[racket-dev] Contract barrier inefficiencies

From: Matthias Felleisen (matthias at ccs.neu.edu)
Date: Sun Dec 30 14:26:40 EST 2012

On Dec 29, 2012, at 10:09 PM, Neil Toronto wrote:

>>    TR proved that it is applied to Foo if anything. Is TR too
>>    aggressive in negative positions?
> 
> I'm almost certain it is. Sam? (Wherefore art thou, Sam?)
> 
> I can see an argument for having overly aggressive contracts at first, before having large test cases that demonstrate TR's implementation is almost always sound. If these are training wheels, though, we should consider removing them. The math library alone has at least 18k lines of TR code, it and exercises the type system pretty thoroughly.
> 
>> In this case, the chaperone is necessary, since the "a" means one value
>> (not multiple), so you cannot eliminate the contract. Sadly.
> 
> One asymmetry between multiple arguments and multiple return values is that the number of arguments a procedure accepts is observable, but the number of return values isn't.

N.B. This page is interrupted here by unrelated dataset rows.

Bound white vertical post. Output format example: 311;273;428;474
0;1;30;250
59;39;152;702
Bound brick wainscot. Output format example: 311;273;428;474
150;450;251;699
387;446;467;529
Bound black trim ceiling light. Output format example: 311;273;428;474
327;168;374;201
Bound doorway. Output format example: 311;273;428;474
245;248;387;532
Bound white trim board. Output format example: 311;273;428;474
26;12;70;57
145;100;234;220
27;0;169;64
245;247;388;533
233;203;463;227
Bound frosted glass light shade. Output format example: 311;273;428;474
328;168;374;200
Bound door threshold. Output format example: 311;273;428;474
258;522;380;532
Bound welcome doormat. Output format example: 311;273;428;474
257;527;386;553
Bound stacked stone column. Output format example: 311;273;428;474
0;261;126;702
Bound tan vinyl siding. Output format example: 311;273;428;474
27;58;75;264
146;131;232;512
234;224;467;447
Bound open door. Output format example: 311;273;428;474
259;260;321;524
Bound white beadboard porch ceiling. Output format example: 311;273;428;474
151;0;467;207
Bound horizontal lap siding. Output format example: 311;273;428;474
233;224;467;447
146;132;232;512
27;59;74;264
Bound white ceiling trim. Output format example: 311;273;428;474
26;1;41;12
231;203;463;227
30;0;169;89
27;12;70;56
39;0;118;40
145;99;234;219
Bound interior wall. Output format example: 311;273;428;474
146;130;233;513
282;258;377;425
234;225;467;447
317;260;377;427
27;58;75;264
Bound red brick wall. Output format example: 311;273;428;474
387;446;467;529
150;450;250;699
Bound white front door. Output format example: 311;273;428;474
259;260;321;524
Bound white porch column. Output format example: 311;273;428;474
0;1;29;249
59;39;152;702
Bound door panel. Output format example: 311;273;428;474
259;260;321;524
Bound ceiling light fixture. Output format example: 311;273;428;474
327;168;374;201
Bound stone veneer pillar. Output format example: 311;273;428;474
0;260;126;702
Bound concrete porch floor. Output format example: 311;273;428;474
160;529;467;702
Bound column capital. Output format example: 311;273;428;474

If it were observable, and TR were less aggressive with the first `Foo', a chaperone would be unnecessary.
> 
> There have got to be other uses for that, but I can't think of any offhand. Something to do with continuations, maybe? But TR could easily annotate lambdas with the number of values they return.


I have no doubt that right now we need a chaperone. I am arguing that we don't need a foo? check for the argument.